Du calme. Concentre-toi.
Je vais à l’évier où je pousse le wok de cuisson du riz pour m’asperger le visage. J’ai besoin de me désenivrer, mais aussi de m’assurer que je ne rêve pas. Puis je monte en emportant la bouteille de vin et nos deux verres à moitié pleins que je tiens en équilibre précaire du bout des doigts.
Elle n’est pas encore dans ma chambre. Je vais donc au lavabo me brosser les dents en catimini, guettant le bruit de ses pas pour ne pas être surpris à jouer les séducteurs de bazar. Quand je l’entends, je crache vite, éteins la lumière au-dessus de la cuvette et me jette sur le lit en prenant une pose nonchalante pour l’accueillir.
« Ta, tatata ! » trompette-t-elle.
Alice est plantée sur le seuil, les bras levés comme si elle brandissait un oscar qu’elle venait de recevoir. Sauf que je ne sais pas ce que je dois regarder.

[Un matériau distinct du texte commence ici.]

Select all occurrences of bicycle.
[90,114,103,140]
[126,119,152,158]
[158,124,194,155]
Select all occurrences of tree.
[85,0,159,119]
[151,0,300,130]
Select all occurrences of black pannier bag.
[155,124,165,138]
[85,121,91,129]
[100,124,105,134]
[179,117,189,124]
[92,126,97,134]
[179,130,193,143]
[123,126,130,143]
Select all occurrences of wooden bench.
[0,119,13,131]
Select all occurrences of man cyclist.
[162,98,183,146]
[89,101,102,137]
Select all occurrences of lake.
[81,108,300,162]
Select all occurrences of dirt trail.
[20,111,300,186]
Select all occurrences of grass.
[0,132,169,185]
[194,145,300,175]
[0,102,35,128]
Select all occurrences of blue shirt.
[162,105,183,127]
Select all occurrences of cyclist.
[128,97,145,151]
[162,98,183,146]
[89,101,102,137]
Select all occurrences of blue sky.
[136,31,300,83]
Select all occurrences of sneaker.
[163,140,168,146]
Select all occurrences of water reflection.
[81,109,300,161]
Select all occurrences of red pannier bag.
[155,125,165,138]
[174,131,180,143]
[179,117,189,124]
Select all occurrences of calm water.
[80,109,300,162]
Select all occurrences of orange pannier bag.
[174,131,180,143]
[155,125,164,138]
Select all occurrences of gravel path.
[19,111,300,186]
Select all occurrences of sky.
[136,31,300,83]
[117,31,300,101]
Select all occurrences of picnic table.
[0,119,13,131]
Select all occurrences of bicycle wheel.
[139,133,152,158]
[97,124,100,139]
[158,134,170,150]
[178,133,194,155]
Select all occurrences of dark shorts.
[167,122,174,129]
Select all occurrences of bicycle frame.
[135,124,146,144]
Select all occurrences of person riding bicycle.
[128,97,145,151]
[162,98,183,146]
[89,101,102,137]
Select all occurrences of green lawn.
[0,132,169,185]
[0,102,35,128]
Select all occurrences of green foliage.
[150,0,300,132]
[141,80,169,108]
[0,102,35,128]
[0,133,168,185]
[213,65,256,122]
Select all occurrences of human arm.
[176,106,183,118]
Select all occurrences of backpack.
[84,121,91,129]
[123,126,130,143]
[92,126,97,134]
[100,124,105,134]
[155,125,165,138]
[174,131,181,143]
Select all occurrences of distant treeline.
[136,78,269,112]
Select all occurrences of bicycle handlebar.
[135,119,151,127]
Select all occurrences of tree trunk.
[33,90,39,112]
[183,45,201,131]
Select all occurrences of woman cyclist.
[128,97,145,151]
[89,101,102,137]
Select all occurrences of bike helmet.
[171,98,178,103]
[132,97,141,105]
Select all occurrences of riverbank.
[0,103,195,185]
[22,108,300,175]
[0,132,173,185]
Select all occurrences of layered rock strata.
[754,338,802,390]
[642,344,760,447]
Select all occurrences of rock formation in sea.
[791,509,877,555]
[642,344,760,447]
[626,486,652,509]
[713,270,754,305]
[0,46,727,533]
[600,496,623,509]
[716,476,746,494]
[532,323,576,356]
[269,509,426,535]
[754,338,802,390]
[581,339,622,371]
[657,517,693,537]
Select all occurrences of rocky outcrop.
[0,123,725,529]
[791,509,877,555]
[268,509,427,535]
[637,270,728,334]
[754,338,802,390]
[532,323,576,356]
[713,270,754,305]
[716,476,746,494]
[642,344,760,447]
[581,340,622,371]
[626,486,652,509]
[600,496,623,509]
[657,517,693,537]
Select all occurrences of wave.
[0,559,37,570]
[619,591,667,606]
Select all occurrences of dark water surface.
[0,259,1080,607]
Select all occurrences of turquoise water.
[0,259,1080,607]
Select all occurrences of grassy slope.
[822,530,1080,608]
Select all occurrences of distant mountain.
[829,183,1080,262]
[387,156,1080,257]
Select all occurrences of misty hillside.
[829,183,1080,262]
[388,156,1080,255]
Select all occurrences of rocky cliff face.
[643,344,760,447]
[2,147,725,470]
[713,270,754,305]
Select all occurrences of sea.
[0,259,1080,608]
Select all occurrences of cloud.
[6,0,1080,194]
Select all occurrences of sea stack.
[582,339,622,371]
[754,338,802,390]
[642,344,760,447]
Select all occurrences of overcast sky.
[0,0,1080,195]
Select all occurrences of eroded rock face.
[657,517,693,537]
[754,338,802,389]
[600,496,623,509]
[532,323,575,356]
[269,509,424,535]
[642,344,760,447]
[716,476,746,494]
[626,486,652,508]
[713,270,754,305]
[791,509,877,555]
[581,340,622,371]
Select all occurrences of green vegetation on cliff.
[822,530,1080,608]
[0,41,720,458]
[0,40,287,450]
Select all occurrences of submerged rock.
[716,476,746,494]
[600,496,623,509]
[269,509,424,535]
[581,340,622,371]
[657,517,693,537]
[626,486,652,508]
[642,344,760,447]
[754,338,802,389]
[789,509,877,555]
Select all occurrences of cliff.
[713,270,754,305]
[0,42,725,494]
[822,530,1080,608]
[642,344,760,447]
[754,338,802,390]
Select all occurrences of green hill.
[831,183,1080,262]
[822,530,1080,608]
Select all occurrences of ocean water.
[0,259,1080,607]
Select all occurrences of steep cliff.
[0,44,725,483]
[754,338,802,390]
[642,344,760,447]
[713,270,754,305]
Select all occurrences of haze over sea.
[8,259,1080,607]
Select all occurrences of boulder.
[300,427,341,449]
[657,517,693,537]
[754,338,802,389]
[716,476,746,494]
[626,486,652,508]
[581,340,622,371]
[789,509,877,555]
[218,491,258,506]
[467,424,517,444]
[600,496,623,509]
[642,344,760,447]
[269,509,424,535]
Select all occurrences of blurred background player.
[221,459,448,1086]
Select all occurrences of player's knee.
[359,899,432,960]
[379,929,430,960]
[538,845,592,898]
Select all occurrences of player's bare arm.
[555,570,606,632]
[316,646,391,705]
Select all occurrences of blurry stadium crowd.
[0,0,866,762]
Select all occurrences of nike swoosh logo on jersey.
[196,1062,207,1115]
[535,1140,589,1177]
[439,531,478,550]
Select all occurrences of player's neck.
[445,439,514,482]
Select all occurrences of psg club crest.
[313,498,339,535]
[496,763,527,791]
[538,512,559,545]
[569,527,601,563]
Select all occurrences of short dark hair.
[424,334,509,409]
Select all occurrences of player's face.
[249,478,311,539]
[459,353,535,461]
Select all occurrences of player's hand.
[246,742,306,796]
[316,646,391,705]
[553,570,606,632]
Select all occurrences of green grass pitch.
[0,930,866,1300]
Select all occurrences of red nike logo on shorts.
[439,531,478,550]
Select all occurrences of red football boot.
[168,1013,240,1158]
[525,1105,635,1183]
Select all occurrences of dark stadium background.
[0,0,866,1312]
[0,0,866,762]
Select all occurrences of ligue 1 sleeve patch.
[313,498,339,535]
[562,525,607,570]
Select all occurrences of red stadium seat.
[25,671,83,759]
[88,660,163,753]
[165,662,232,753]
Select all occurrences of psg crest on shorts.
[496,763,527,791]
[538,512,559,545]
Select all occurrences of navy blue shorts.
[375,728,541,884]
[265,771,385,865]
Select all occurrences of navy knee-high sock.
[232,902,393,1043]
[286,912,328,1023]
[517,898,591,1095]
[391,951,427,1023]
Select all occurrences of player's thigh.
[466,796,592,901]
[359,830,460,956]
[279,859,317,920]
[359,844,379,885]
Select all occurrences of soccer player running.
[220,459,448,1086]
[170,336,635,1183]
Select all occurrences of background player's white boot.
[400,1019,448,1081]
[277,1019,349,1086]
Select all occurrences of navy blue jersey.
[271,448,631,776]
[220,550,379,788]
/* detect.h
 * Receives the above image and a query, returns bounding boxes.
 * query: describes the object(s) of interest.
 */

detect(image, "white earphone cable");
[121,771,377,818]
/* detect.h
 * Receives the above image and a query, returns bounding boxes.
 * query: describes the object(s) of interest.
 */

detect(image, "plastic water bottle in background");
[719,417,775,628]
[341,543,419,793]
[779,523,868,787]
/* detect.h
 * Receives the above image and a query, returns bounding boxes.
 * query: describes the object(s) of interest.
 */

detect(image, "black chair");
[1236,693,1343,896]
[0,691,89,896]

Ses seins ? Espérant contre tout espoir, je suis en train de me demander si elle n’a pas enfilé des sous-vêtements sexy quand je vois le Riz-Lacroix dans une main, et un minuscule paquet sous cellophane dans l’autre.
« Qu’est-ce que c’est ? demandé-je.
— Une dope dynamite. On ne peut pas la fumer en bas car Michael a un flair de chien renifleur. La tolérance de mon bobo de père a ses limites. » Elle attrape sur une des étagères de la bibliothèque un livre de l’auteur de best-sellers pour enfants Richard Scarry (It’s a Busy, Busy World) et entreprend de rouler le joint dessus.
« Et ta mère ?
— C’est elle qui me procure l’herbe. Elle l’achète à un taré, là-bas au village. Qu’est-ce que tu veux que je te dise ? La ménagère flippée doit remplir le vide de ses journées. “Ce truc est explosif. Sensssasss…” » Oh, non, pour se livrer à une petite parodie, elle prend un accent jamaïcain mâtiné de terroir anglais : « Yeah, mon, you’ll get high with one taff idi strong ganja[24]. » Arrête ça, Alice ! Pour la première fois que je la connais, j’ai honte pour elle. Elle allume le joint et inhale à fond, retenant la fumée dans ses poumons en roulant des yeux, puis elle arrondit la bouche et souffle la fumée en direction de l’abat-jour en papier. Je me demande si la marijuana est un aphrodisiaque.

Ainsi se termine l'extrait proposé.